Minnesota expands economic development incentives
New opportunities and increased funding for existing programs
TAX ALERT |
Minnesota is striving to become more competitive with its neighboring states regarding economic development and its overall business climate. During the 2013 legislative session, the $24 million Minnesota Job Creation Fund was created, which provides grants of up to $2 million per project to Minnesota businesses investing in and creating jobs in the state. The fund became effective on Jan. 1, 2014.
The new year also brings increased funding for several existing incentive programs. All told, more than $100 million is available to help businesses expand in the state. Some highlights include the $30 million Minnesota Investment Fund, which provides financing to add new workers and retain high-quality jobs, primarily in industrial, manufacturing and technology-related industries, and the Minnesota Job Skills Partnership program, which has $8.3 million available for training grants aimed at businesses and educational institutions.

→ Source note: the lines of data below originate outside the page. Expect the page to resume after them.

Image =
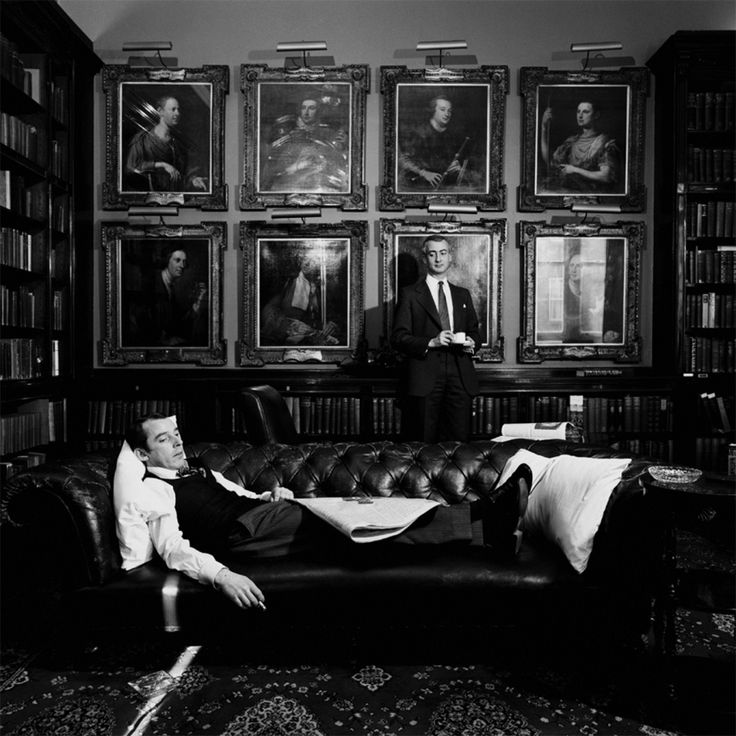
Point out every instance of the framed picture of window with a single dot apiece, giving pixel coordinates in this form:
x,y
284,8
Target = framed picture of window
x,y
163,294
164,137
583,139
581,291
477,250
443,137
304,137
302,292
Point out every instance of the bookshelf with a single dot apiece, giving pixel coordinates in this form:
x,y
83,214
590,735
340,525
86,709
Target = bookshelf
x,y
47,69
695,238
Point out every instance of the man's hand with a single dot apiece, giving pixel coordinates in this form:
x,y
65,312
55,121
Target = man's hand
x,y
240,589
277,494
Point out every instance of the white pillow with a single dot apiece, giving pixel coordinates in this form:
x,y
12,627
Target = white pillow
x,y
129,469
568,502
536,463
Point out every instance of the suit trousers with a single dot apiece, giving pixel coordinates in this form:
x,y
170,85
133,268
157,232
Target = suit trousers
x,y
444,413
282,528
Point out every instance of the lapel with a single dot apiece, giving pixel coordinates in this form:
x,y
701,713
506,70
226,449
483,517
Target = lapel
x,y
424,297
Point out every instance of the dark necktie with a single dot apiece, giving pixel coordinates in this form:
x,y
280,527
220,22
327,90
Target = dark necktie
x,y
442,307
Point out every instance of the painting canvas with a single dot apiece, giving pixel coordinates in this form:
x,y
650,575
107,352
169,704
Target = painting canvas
x,y
163,294
581,295
165,137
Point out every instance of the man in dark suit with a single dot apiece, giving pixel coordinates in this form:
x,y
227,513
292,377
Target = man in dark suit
x,y
436,329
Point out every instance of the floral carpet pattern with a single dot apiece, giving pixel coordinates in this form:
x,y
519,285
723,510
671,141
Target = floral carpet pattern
x,y
59,690
88,693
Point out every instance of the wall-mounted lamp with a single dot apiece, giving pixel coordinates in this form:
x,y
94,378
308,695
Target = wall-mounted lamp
x,y
148,46
587,48
596,208
441,46
447,209
301,212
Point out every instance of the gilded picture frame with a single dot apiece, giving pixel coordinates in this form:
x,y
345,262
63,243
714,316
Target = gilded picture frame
x,y
164,137
443,137
583,139
302,292
304,137
478,255
163,294
581,291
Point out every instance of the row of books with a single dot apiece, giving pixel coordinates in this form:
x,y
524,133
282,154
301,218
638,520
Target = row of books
x,y
26,139
716,412
21,358
17,248
113,416
34,424
710,165
709,309
326,415
21,306
712,219
711,266
712,453
31,201
25,71
9,468
712,110
709,355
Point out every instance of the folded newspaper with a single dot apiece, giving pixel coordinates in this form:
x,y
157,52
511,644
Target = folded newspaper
x,y
368,520
541,431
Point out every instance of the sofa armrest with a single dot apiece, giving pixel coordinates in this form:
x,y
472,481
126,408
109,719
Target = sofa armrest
x,y
62,515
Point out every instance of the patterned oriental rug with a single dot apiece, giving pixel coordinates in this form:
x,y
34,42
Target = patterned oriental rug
x,y
58,690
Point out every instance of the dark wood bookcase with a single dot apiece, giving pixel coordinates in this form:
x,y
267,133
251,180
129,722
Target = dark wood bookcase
x,y
695,238
46,187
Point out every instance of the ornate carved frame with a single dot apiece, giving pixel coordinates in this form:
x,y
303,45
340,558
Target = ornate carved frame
x,y
536,82
114,236
487,241
123,114
330,82
496,80
255,235
626,347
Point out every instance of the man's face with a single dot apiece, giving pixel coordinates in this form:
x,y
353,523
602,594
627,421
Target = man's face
x,y
169,113
177,263
164,448
586,114
438,256
442,112
308,111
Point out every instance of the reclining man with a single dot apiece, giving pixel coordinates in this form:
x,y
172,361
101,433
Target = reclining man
x,y
194,517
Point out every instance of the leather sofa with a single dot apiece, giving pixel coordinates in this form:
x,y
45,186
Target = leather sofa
x,y
61,550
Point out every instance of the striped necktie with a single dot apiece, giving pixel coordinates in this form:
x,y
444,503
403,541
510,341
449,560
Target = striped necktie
x,y
442,307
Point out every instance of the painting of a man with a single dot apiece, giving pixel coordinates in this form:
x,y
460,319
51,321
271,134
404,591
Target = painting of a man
x,y
166,129
304,138
303,293
442,136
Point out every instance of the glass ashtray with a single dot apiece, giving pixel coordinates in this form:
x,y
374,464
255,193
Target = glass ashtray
x,y
674,474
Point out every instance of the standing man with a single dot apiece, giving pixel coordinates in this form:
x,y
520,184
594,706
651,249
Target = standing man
x,y
431,316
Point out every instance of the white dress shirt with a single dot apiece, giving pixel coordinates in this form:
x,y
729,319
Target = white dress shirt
x,y
147,521
434,290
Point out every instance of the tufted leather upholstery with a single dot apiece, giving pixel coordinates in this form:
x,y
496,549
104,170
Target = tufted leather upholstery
x,y
69,504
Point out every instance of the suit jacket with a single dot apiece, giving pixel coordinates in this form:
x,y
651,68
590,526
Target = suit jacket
x,y
417,321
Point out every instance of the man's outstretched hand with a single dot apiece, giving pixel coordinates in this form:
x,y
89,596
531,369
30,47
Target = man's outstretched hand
x,y
240,589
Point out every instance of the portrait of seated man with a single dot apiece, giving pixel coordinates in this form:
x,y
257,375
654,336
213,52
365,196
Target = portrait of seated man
x,y
441,145
160,156
307,148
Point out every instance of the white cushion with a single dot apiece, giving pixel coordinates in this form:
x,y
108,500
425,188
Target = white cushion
x,y
568,500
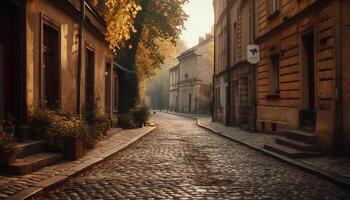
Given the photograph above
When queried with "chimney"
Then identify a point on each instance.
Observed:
(200, 40)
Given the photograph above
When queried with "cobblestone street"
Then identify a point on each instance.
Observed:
(182, 161)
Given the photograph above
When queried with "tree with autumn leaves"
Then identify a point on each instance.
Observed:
(140, 32)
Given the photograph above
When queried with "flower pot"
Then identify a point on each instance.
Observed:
(7, 158)
(138, 124)
(74, 148)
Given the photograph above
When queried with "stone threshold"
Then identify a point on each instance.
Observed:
(324, 174)
(108, 148)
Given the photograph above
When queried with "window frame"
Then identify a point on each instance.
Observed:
(47, 21)
(273, 8)
(274, 76)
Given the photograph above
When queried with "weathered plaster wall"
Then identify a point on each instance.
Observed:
(346, 71)
(69, 30)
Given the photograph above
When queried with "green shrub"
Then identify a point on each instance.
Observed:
(53, 126)
(141, 114)
(98, 125)
(7, 138)
(126, 121)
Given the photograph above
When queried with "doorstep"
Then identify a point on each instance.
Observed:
(33, 184)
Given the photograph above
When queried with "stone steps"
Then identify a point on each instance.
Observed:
(33, 163)
(296, 144)
(302, 136)
(290, 152)
(301, 146)
(28, 148)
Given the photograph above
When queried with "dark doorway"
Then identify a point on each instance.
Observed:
(50, 70)
(90, 78)
(308, 114)
(108, 88)
(115, 91)
(10, 60)
(190, 103)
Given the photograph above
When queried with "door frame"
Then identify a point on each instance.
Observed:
(21, 107)
(89, 47)
(47, 21)
(304, 73)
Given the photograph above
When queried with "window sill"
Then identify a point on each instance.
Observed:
(273, 96)
(274, 15)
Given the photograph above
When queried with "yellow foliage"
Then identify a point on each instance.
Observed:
(119, 16)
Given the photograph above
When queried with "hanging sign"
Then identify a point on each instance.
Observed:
(253, 52)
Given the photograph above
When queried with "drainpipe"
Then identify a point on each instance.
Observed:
(80, 52)
(214, 111)
(338, 137)
(228, 68)
(254, 114)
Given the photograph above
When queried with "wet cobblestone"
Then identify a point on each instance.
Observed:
(182, 161)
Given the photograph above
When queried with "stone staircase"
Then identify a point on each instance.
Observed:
(296, 144)
(30, 156)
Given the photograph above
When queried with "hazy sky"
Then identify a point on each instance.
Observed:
(200, 21)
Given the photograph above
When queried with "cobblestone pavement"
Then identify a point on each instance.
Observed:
(336, 165)
(14, 185)
(182, 161)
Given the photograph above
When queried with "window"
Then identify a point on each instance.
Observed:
(1, 80)
(234, 43)
(274, 76)
(89, 78)
(115, 90)
(273, 7)
(50, 80)
(108, 88)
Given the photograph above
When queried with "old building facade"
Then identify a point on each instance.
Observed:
(40, 59)
(194, 76)
(174, 73)
(302, 78)
(221, 76)
(242, 80)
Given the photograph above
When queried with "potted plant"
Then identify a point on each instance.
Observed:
(74, 138)
(141, 115)
(7, 143)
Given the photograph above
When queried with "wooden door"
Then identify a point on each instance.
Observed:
(2, 64)
(308, 114)
(50, 69)
(108, 88)
(90, 78)
(10, 62)
(189, 103)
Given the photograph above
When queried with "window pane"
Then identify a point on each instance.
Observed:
(1, 80)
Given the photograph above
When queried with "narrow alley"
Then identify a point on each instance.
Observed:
(179, 160)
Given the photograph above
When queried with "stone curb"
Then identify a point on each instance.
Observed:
(329, 176)
(40, 188)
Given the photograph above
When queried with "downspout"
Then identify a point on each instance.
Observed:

Most of these programs have capped funding for 2014, which means that timing is important for companies hoping to take advantage of these financial incentives. In many cases, credits and incentives require pre-approval before the qualifying action commences. Therefore, it is important that companies with the potential to invest in Minnesota consider how their plans may be aligned with this new incentive package before beginning any growth or expansion projects.
In addition to these incentive programs, Minnesota implemented tax changes designed to be advantageous to businesses. For example, the state changed its sales tax exemption for capital equipment from a rebate to an upfront exemption. Additionally, an all-encompassing sales tax exemption was created for qualified businesses expanding in greater Minnesota. Finally, the state lowered the threshold for qualifying data centers to receive sales tax benefits over 20 years. The new threshold is $30 million invested over a four-year period. Taxpayers should explore how these tax changes affect their overall tax liabilities and the potential impact to financial planning.